Decipher Genomic Classifier Augments Progression Surveillance for Patients With Prostate Cancer

The addition of a novel genomic classifier (GC) during active surveillance for prostate cancer (PCa) was shown to predict disease progression independently from clinical risk assessment tools such as multiparametric magnetic resonance imaging (mpMRI), according to a recent study presented at the Society of Urologic Oncology (SUO) 25^th Annual Meeting.

Mark I. Sultan, MD, of Mount Sinai West Hospital, New York, presented the findings at the annual meeting. In explaining the study background, the researchers pointed to the fact that more than 27% of newly diagnosed PCa cases are classified as low risk or below by National Comprehensive Cancer Network (NCCN) guidelines. As such, active surveillance (AS) is often used to manage low-risk diagnoses, despite the 20% to 50% risk of PCa progression at five years.

The primary aim of the study was to assess imaging and genomic risk stratification tools upon diagnosis of PCa “with AS clinical progression to treatment.” The researchers also aimed to determine whether the combination of mpMRI and Decipher testing would improve the predictability of disease progression and prognosis.

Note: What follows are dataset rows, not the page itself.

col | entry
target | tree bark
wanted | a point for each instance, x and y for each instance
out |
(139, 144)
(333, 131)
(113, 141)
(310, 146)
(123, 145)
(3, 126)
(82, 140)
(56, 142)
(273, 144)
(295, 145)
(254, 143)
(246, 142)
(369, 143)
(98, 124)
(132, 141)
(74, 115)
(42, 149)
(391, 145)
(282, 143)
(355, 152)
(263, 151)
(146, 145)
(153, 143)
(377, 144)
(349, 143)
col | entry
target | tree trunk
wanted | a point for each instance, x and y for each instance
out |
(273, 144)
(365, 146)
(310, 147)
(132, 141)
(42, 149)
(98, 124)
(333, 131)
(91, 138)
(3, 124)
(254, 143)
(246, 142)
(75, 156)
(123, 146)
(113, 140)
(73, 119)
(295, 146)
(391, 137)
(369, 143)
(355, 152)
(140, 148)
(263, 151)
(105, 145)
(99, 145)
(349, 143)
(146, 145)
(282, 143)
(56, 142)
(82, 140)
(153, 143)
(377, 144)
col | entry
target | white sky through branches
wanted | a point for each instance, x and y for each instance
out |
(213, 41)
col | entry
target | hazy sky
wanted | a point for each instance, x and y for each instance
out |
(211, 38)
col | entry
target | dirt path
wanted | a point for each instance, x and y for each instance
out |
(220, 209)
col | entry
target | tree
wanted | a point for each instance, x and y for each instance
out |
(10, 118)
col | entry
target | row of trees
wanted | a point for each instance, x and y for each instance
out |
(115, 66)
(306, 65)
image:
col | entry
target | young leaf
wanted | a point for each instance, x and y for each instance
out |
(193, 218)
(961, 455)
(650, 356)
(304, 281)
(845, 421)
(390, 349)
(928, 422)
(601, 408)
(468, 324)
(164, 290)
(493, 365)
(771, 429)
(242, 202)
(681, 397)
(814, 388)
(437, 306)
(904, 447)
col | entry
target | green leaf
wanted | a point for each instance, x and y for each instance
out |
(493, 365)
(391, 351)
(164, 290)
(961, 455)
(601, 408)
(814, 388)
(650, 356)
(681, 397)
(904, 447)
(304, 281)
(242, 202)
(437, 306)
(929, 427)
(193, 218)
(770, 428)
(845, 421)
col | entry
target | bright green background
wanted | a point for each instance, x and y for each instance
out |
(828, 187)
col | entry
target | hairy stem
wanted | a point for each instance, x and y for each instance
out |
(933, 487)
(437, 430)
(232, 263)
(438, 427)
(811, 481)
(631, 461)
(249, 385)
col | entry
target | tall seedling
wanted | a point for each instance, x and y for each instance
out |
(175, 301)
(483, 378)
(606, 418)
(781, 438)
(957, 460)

According to the study methodology, a retrospective review of consecutive patients with AS (n=338), who were identified from biopsies submitted for Decipher GC testing from December 2016 to December 2023, was conducted. At the start of AS, prostate-specific antigen (PSA), index biopsy Gleason Grade Group, NCCN risk group, mpMRI Prostate Imaging-Reporting and Data System (PI-RADS) classification, and Decipher GC score were recorded. Treatment timing was also recorded if disease progressed.

Participants were stratified by PI-RADS 1-3 or 4-5 classification or by Decipher low (<0.45), intermediate (0.45-0.6), or high risk (>0.6). The association of the initial risk assessment of participants to AS outcomes was evaluated via chi-square statistic and “Kendall’s tau-b correlation coefficient evaluated the relationship between Decipher GC (≥0.45) and mpMRI (PI-RADS 4-5).”

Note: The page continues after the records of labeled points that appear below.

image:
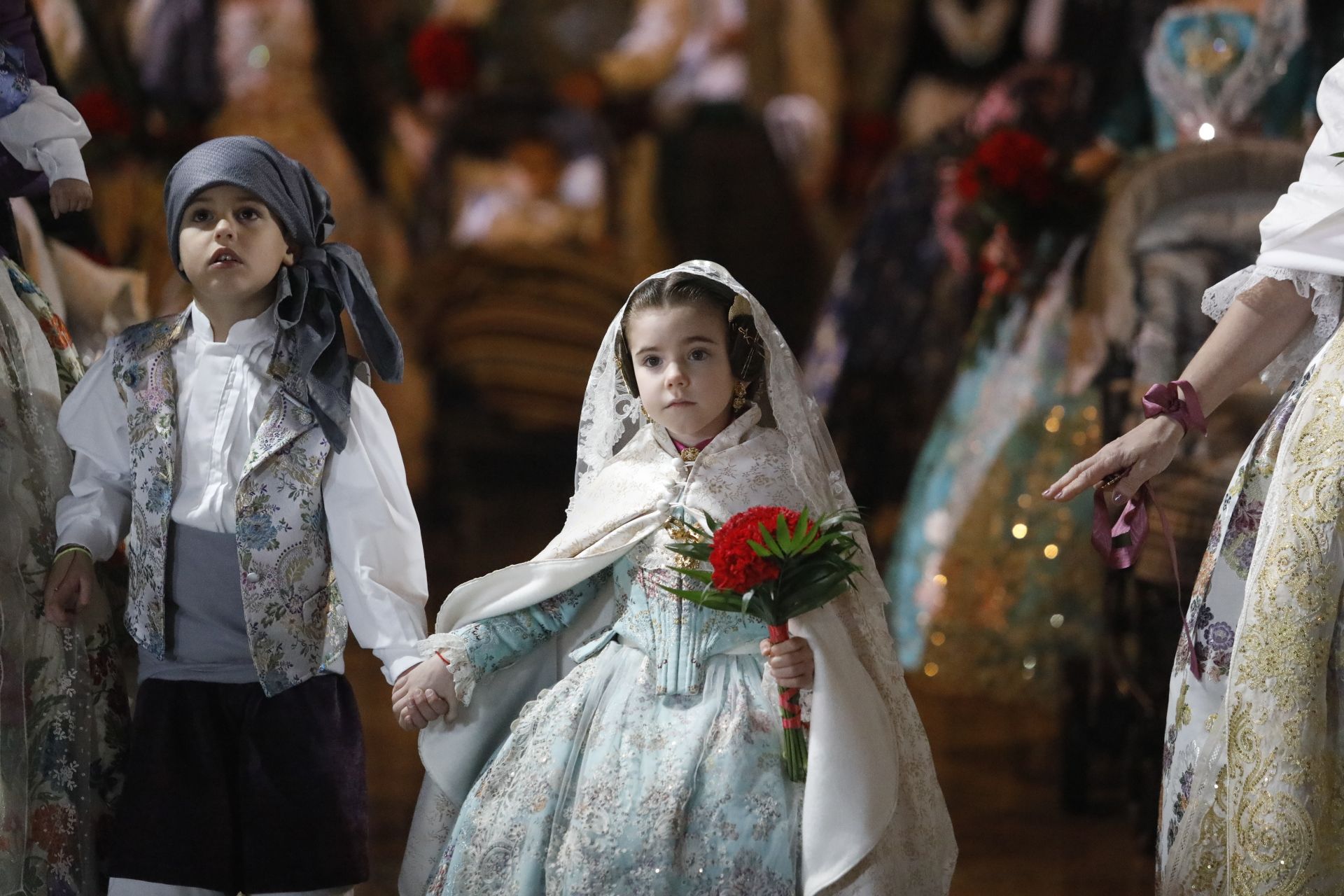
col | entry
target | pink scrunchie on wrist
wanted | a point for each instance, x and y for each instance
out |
(1180, 402)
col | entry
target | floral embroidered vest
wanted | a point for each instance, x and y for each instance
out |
(296, 624)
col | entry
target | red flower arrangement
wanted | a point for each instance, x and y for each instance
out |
(1008, 162)
(774, 564)
(441, 58)
(104, 113)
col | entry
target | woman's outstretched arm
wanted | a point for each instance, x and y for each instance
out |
(1257, 328)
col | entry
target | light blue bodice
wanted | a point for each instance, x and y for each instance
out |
(678, 636)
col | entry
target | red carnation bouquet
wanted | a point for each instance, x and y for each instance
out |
(1008, 181)
(774, 564)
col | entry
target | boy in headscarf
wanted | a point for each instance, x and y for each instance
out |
(267, 504)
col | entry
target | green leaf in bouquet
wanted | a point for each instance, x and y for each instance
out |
(710, 598)
(769, 539)
(830, 538)
(802, 533)
(694, 550)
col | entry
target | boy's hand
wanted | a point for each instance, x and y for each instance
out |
(424, 694)
(70, 587)
(790, 663)
(70, 195)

Of the 338 patients with AS, 34% experienced disease progression during the median follow-up period of 26 months (IQR 16-40). The mean PSA value among participants was 7.4 ng/mL. The hazard ratio (HR) for Decipher GC ≥0.45 was 2.04 (IQR [1.39-2.99], P<.001) and 1.85 (IQR [1.21-2.81], P=.004) for PI-RADS 4-5.

According to the results, “genomic and imaging high-risk features were weakly correlated” and “Decipher® GC ≥0.45 remained a predictor for all patients.” However, PI-RADS 4-5 was not found to have predictive utility for men with Decipher GC ≥0.45 (HR 1.27, IQR [0.59-2.71]).

The researchers explained that the study found that “elevated risk evaluations” at the start of AS by both Decipher GC (≥0.45) and mpMRI (PI-RADS 4-5) had low association, indicating that imaging and genomic assessments “should ideally be combined” due to both tools offering “distinct, complementary prognostic information.” This was especially evident, given that Decipher GC ≥0.45 and PI-RADS 4-5 correlated with progression to treatment at the start of AS.

The investigators stated that Decipher GC testing improved individualized AS for PCa, concluding that “our results validate a Decipher® GC ≥0.45 as an independent predictor for AS progression in patients across PI-RADS classification, while mpMRI PI-RADS 4-5 was not when Decipher® GC ≥0.45.”

Reference:

Sultan M, McGinnis J, Sheng J, et al. Clinical progression of prostate cancer from active surveillance is predicted by Decipher® genomic classifier score on index biopsy independent from risk assessment by MRI characteristics. Presented at the 25^th Annual Meeting of the Society of Urologic Oncology; December 4-6, 2024; Dallas, Texas.